Posted by Sharath Rao in ideas, life.

How do non-spiritual people, who believe not in destiny, who have more respect for the human effort and random chance, who believe that religion emerged from morals rather than the other way around, who are in awe of nature of chance rather than reassured about a creator who tailors your future, how do they these people interpret and understand love ? Is there such thing as a made for each other (MFEO – the post title ) ? What place does love hold in their life ? Here is an example.

Quite simply floored by Ann Druyan’s reply (see video in previous post) to a question calling for scientists to accept nature of unknowns or in other words, to give up the search for a scientific explanation for religious beliefs in humanbeings (!), I did a few searches on just who Ann Druyan is afterall. I found a whole lot of quotations and views expressed here which I should recommend for a relaxed reading. But I pick out one which is unlike anything I have posted on this blog and the one that answers the question in the earlier paragraph.
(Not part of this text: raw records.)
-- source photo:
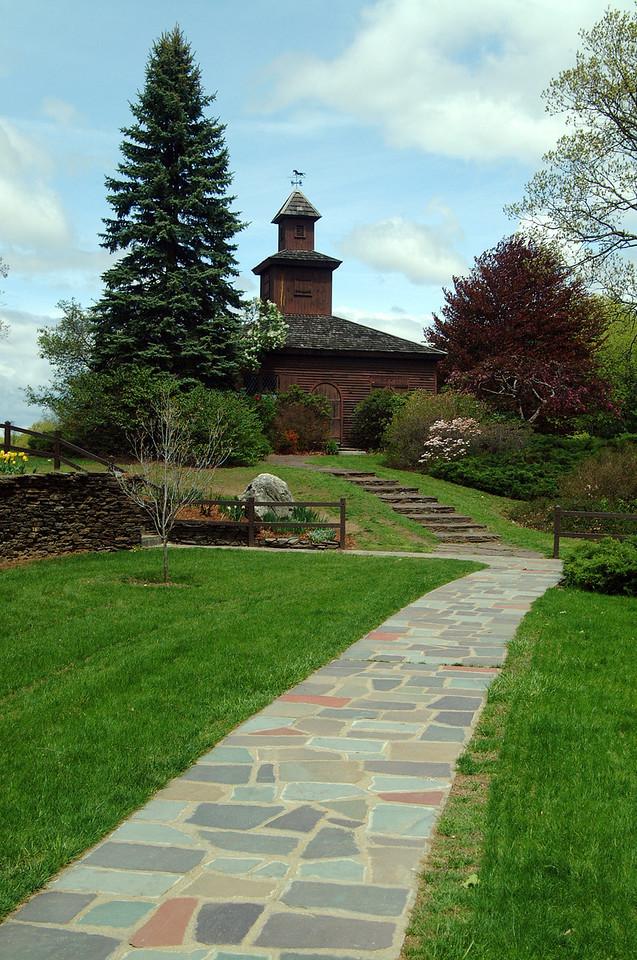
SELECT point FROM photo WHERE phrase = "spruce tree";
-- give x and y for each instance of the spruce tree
(168, 302)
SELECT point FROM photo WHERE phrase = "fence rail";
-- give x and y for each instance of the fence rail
(248, 506)
(59, 445)
(559, 532)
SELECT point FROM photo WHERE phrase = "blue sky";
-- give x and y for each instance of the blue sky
(415, 122)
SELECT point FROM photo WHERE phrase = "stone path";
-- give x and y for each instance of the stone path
(299, 836)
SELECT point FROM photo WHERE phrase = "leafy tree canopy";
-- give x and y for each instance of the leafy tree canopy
(585, 196)
(521, 332)
(169, 301)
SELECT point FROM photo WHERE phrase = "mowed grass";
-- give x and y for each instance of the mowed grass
(554, 845)
(481, 507)
(110, 685)
(372, 523)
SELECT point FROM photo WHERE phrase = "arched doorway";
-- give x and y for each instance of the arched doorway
(333, 394)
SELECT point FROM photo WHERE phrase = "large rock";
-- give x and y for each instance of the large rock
(270, 488)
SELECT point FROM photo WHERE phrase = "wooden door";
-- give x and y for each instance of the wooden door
(333, 394)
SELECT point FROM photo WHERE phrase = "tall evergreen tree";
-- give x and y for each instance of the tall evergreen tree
(168, 302)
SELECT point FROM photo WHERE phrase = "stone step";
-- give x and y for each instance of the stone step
(400, 497)
(379, 488)
(350, 474)
(407, 509)
(439, 519)
(463, 537)
(451, 526)
(375, 483)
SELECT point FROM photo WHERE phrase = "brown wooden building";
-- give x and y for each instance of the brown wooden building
(323, 353)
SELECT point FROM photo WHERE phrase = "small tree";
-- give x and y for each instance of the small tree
(585, 196)
(169, 469)
(262, 327)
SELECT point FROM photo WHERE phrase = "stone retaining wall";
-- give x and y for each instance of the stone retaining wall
(46, 514)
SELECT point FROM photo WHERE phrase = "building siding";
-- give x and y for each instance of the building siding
(355, 376)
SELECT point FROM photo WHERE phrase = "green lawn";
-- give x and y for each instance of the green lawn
(372, 523)
(554, 845)
(482, 507)
(111, 685)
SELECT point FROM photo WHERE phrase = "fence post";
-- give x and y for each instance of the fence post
(56, 450)
(557, 522)
(342, 536)
(250, 515)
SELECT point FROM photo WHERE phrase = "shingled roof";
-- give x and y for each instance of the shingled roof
(315, 332)
(298, 257)
(297, 205)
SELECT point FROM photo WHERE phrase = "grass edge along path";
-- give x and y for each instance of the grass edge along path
(542, 812)
(110, 685)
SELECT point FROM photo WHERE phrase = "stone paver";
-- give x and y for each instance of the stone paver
(302, 833)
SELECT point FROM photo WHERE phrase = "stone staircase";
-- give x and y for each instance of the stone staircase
(443, 521)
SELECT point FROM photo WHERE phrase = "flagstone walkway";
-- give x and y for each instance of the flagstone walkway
(299, 836)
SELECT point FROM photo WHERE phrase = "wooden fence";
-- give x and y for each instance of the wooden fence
(558, 530)
(59, 446)
(254, 524)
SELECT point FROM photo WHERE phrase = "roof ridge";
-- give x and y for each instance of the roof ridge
(297, 205)
(383, 339)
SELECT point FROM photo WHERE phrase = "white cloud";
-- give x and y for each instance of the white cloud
(30, 211)
(461, 79)
(408, 325)
(422, 252)
(37, 237)
(60, 111)
(20, 364)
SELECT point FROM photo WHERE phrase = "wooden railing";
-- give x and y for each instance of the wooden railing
(254, 524)
(58, 444)
(559, 532)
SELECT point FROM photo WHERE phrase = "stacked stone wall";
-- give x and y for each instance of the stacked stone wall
(43, 515)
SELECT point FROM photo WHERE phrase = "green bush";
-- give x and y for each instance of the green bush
(534, 470)
(406, 434)
(520, 481)
(102, 412)
(373, 415)
(239, 421)
(606, 482)
(47, 427)
(608, 566)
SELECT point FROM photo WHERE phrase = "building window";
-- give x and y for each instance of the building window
(302, 288)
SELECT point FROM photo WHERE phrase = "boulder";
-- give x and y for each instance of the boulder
(270, 488)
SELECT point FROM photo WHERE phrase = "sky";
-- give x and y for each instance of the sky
(415, 122)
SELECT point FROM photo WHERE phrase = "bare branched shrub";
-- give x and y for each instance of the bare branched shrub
(169, 467)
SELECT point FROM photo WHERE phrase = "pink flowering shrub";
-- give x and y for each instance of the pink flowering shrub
(450, 439)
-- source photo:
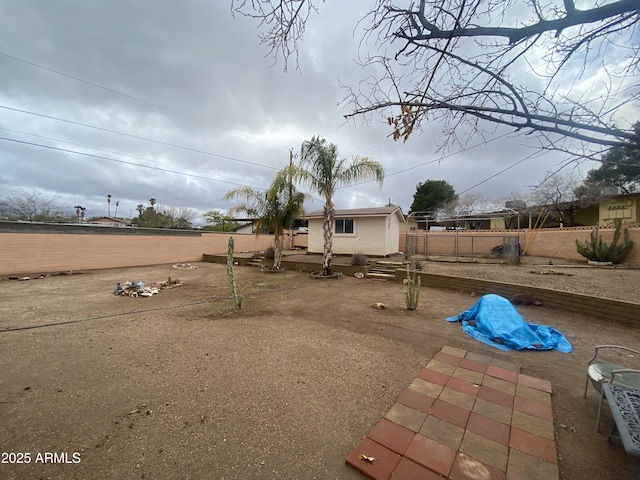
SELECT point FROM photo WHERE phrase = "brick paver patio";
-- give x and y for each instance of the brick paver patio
(466, 416)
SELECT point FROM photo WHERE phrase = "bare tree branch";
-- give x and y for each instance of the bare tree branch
(548, 69)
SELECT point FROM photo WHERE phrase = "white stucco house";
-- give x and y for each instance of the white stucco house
(371, 231)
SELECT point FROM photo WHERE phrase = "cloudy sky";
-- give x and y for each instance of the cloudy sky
(178, 101)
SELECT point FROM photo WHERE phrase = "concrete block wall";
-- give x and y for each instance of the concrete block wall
(553, 243)
(84, 248)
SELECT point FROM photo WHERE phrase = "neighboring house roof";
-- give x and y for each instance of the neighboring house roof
(362, 212)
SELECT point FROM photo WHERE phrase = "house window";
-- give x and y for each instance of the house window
(344, 225)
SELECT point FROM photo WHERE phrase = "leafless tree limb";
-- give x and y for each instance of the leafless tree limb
(561, 74)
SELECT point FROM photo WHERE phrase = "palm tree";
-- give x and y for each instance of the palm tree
(320, 169)
(274, 209)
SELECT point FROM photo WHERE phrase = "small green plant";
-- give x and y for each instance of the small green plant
(359, 259)
(598, 251)
(412, 295)
(237, 299)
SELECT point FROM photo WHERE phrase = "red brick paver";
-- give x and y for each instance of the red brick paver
(466, 416)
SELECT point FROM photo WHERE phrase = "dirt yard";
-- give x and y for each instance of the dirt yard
(179, 385)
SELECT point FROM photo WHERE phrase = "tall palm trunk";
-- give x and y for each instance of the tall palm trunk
(327, 229)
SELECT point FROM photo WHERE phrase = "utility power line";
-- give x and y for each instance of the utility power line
(136, 137)
(131, 97)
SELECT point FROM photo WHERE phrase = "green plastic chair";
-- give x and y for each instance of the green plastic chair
(599, 371)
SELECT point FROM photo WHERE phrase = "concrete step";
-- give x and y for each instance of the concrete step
(391, 263)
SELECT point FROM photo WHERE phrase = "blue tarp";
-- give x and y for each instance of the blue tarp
(495, 321)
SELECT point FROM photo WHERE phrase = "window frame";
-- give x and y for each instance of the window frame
(345, 223)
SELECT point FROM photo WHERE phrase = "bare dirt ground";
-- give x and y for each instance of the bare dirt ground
(180, 385)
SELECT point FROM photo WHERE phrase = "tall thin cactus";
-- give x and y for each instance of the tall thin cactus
(412, 295)
(598, 251)
(237, 299)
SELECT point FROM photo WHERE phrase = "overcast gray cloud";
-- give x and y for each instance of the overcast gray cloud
(184, 105)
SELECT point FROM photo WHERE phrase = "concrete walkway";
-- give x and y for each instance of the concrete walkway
(466, 416)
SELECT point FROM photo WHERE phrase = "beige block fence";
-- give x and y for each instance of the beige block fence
(42, 248)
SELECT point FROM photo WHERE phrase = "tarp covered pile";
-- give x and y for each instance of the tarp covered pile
(495, 321)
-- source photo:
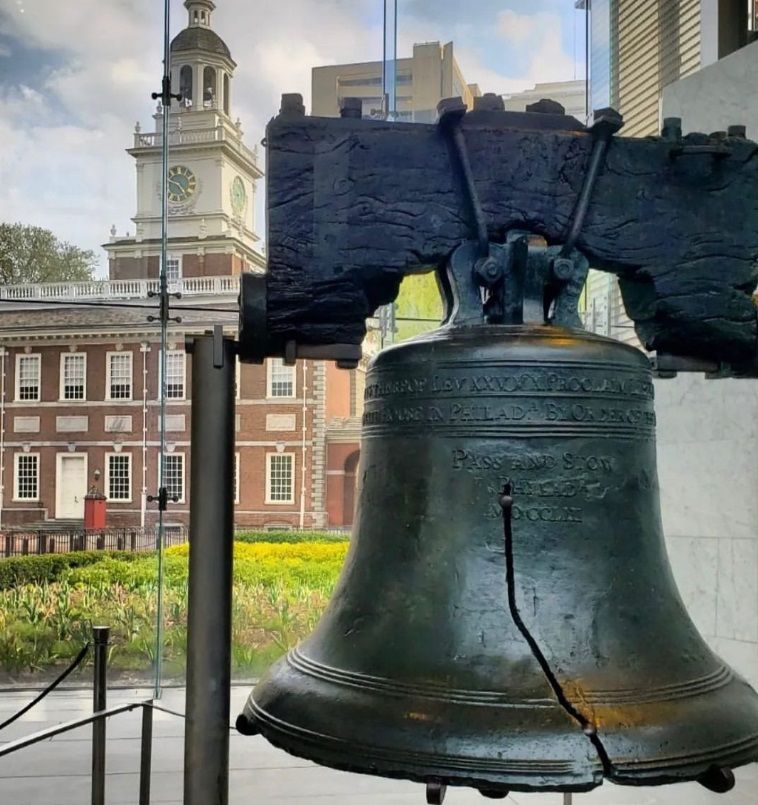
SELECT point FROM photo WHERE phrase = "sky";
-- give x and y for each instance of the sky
(76, 76)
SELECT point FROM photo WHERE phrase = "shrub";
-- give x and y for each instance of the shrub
(280, 591)
(20, 570)
(291, 536)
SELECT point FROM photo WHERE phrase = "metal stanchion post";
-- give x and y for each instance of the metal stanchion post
(100, 635)
(206, 741)
(146, 755)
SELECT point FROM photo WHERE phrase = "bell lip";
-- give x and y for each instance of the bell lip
(302, 743)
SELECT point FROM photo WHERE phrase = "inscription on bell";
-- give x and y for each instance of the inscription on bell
(547, 411)
(512, 382)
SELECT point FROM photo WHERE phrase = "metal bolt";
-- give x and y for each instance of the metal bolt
(672, 128)
(563, 268)
(489, 102)
(351, 107)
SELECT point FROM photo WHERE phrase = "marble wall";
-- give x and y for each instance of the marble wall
(717, 96)
(708, 472)
(708, 429)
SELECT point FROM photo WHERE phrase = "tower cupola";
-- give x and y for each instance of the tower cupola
(199, 12)
(202, 66)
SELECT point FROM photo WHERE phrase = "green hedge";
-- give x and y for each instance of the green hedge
(19, 570)
(291, 536)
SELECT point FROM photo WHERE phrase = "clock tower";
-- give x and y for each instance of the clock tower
(212, 174)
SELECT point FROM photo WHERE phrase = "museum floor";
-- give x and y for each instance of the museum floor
(57, 772)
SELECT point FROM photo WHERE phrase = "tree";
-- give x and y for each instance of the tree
(34, 254)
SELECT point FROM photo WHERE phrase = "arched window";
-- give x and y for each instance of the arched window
(209, 87)
(185, 84)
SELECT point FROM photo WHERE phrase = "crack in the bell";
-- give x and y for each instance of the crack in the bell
(588, 728)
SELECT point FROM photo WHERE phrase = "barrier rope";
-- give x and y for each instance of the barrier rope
(51, 687)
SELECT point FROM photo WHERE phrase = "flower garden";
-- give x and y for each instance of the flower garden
(48, 605)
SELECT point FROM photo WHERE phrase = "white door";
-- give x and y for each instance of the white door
(71, 486)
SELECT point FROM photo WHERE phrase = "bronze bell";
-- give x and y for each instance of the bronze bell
(506, 618)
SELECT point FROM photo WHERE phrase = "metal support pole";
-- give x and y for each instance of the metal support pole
(146, 755)
(100, 635)
(206, 742)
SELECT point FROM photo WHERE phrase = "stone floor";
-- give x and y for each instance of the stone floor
(56, 772)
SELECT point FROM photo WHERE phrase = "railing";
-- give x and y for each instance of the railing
(120, 289)
(24, 543)
(154, 139)
(98, 719)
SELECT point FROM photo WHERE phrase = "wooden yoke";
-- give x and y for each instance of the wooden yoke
(355, 205)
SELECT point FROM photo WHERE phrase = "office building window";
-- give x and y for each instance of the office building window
(176, 362)
(279, 478)
(119, 380)
(173, 476)
(26, 480)
(173, 268)
(119, 478)
(281, 378)
(73, 375)
(28, 377)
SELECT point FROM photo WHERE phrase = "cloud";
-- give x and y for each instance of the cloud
(538, 39)
(68, 107)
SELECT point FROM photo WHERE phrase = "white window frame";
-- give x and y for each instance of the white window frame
(128, 457)
(109, 375)
(278, 363)
(37, 356)
(177, 258)
(167, 458)
(16, 462)
(184, 373)
(291, 500)
(62, 377)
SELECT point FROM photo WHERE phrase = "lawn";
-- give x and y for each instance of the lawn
(49, 604)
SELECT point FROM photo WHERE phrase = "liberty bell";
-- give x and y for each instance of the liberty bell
(506, 618)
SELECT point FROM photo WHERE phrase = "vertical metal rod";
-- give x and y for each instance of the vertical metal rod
(164, 307)
(206, 741)
(100, 635)
(146, 755)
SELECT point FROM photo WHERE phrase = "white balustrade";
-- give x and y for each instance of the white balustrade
(119, 289)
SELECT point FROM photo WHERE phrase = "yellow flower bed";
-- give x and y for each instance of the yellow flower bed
(280, 591)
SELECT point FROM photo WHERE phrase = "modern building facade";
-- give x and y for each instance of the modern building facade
(637, 49)
(423, 80)
(707, 461)
(80, 362)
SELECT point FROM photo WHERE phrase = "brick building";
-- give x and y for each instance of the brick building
(80, 362)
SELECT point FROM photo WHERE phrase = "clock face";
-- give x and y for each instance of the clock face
(181, 184)
(238, 195)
When my husband died, because he was so famous and known for not being a believer, many people would come up to me-it still sometimes happens-and ask me if Carl changed at the end and converted to a belief in an afterlife. They also frequently ask me if I think I will see him again. Carl faced his death with unflagging courage and never sought refuge in illusions. The tragedy was that we knew we would never see each other again. I don’t ever expect to be reunited with Carl. But, the great thing is that when we were together, for nearly twenty years, we lived with a vivid appreciation of how brief and precious life is. We never trivialized the meaning of death by pretending it was anything other than a final parting. Every single moment that we were alive and we were together was miraculous-not miraculous in the sense of inexplicable or supernatural. We knew we were beneficiaries of chance. . . . That pure chance could be so generous and so kind. . . . That we could find each other, as Carl wrote so beautifully in Cosmos, you know, in the vastness of space and the immensity of time. . . . That we could be together for twenty years. That is something which sustains me and it’s much more meaningful. . . . The way he treated me and the way I treated him, the way we took care of each other and our family, while he lived. That is so much more important than the idea I will see him someday. I don’t think I’ll ever see Carl again. But I saw him. We saw each other. We found each other in the cosmos, and that was wonderful.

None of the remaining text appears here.